Author(s): Samuel Bray; Reza Ahmadian; Roger A. Falconer
Keywords: Severn Barrage; EFDC_B; Hydrodynamics; Mathematical Modelling; Turbine Representation
Abstract: There is a growing requirement for renewable energy production globally, and one area with considerable scope to increase energy generation, particularly in the UK, is the tidal power sector. The Severn Estuary, located in South-West of Britain, is a site that offers a uniquely excellent opportunity for tidal power extraction, with a very large tidal range and shape that allows for a large impounded area of water. More accurate modelling of proposed renewable energy projects, including more realistic representation of turbines and structure operation, would enable a better evaluation of hydroenvironmental impacts which could assist in improving the design and operation of the scheme. In this study, the numerical model EFDC was used to predict the hydrodynamic processes, both with and without the inclusion of a Severn Barrage. To eliminate any impact of the simulated structures on the model boundary, the domain was extended to beyond the continental shelf, covering an area of 846, 000km 2. The model uses a curvilinear grid where the resolution is much coarser in the open sea West of Ireland, and becomes much finer in the specific area of interest around the barrage, down to a grid size of under 2500m 2 (i. e. 50m x50m).

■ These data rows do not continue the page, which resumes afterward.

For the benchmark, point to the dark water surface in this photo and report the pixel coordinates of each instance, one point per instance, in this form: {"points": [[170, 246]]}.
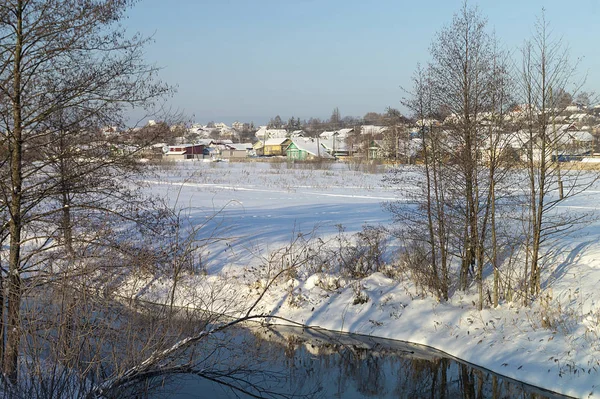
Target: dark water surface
{"points": [[310, 363]]}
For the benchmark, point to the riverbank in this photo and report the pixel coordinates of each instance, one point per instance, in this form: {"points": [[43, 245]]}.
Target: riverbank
{"points": [[554, 344]]}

In this paper, details are given of refinements to the representation of sluices and turbines, and to the treatment and operation of the barrage itself, with the aim of improving the prediction of velocity and discharge across the structure. The enhancements to the turbine representations were then applied to the Severn Tidal Power Group Cardiff-Weston Barrage, using the EFDC Continental Shelf Model, and the hydro-environmental impacts reassessed. The modifications were found not only to improve the simulation of water levels, velocity and discharge in the immediate vicinity of the hydraulic structure, but also affected water levels upstream of the barrage, reducing the maximum water elevations to levels that are in better agreement with values reported elsewhere in the literature.